To acquire a customs import permit, importers may register themselves as a declaring agent or appoint a declaring agent to act on their behalf. Permit applications are submitted online through the TradeNet system. When applying for the customs permit for containerized cargo, the relevant container number and shipper seal number must be declared. Various documents must be submitted to checkpoint officers when cargo is being cleared at an entry point. For both conventional cargo and containerized cargo, a printed copy of the approved customs permit and supporting documents such as the invoice, the packing list, and the Bill of Lading or Air Waybill are required for submission.

Thailand

The procedures for importing goods into Thailand have been centralized into the online e-Customs system. In order to register for the system, the importer must already possess a ‘digital certificate’. Once a digital certificate is in place, the importer may proceed to register for the e-Customs system.

Two separate checks need to be made before goods are imported: firstly, to identify if goods require an import permit, and secondly, to ascertain if goods are considered ‘red line'(as opposed to green line). In terms of red line goods, extra documentation is required before the shipment can be imported into Thailand. These include Bill of Lading or Air Waybill; Invoice; Packing List; Import License (if required); Certificates of origin; and other relevant documents (e.g. list of ingredients, technical standards certificates, etc.)

Vietnam

In order to be able to conduct import business in Vietnam, a foreign investor must register with the Department of Planning and Investment (DPI). Additionally, foreign investors who wish to engage in import activities in Vietnam are required to obtain an Investment Certificate.

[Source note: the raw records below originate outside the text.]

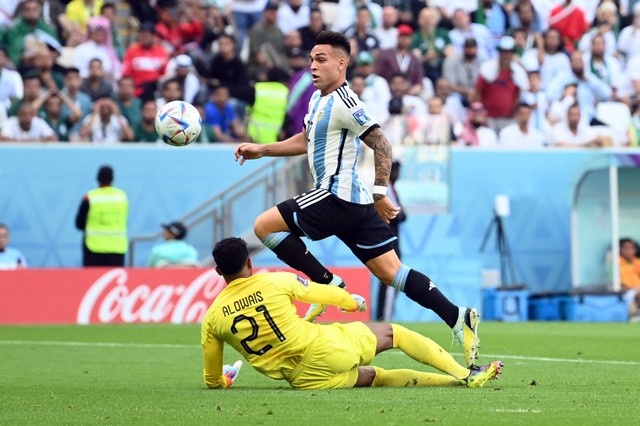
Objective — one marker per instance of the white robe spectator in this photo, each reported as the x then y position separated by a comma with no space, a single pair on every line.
512,137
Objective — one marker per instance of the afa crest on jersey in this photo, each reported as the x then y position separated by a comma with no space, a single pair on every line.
361,117
302,281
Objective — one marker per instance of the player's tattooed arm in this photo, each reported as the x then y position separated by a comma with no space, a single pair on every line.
382,156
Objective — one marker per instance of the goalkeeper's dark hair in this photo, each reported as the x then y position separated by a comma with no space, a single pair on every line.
230,255
335,40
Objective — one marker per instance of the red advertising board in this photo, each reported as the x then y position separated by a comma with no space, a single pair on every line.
131,295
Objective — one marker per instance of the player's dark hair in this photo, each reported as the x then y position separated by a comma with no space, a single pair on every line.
335,40
230,255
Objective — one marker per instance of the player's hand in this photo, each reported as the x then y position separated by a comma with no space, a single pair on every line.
248,151
231,372
385,208
362,305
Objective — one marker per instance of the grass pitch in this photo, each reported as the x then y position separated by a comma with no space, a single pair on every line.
554,373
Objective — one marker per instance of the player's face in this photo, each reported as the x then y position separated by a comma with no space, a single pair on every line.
328,67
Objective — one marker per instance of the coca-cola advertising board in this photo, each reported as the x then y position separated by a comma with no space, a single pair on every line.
131,295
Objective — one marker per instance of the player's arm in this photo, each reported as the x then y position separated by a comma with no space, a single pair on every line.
329,295
382,156
212,350
295,145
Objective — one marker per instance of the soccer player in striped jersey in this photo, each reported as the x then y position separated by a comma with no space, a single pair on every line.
340,204
254,315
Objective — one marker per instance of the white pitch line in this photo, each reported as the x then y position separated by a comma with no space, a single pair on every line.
96,344
547,359
396,352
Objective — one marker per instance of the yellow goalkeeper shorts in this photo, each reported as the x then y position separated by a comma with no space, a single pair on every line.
332,359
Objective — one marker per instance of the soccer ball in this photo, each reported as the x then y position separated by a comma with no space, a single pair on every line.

Companies that wish to expand their current business operations in order to engage in import activities must follow the procedures for adjusting their Investment Certificates. Certain goods require the trading company to obtain import permits from the government.

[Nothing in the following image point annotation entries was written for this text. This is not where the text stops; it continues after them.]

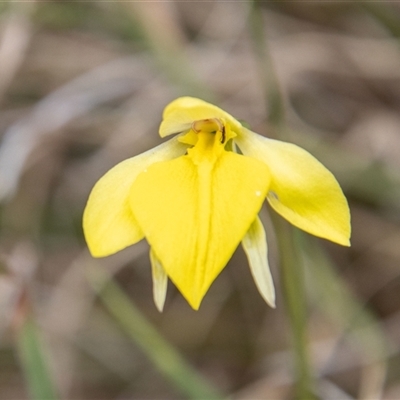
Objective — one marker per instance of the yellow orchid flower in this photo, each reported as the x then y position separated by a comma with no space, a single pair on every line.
196,197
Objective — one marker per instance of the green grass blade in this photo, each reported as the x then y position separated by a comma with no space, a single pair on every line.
165,358
34,362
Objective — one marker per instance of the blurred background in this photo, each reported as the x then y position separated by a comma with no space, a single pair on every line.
83,86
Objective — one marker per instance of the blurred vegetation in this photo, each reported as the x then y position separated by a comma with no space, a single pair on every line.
83,86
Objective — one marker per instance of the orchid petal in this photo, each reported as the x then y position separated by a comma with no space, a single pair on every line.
189,215
179,115
160,281
255,246
108,222
302,190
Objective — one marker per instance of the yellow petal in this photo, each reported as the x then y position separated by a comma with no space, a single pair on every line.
255,246
195,216
108,222
179,115
302,190
160,281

Companies that import goods must submit a dossier of documents to the customs authorities. The dossier must include at least the company’s business registration certificate and import business code registration certificate. Additional documents that may be requested by authorities depending on the imports in question include Bill of lading; Cargo release order; Commercial invoice; Customs import declaration form; Inspection report; Packing list; Technical standard/health certificate; and Terminal handling receipts.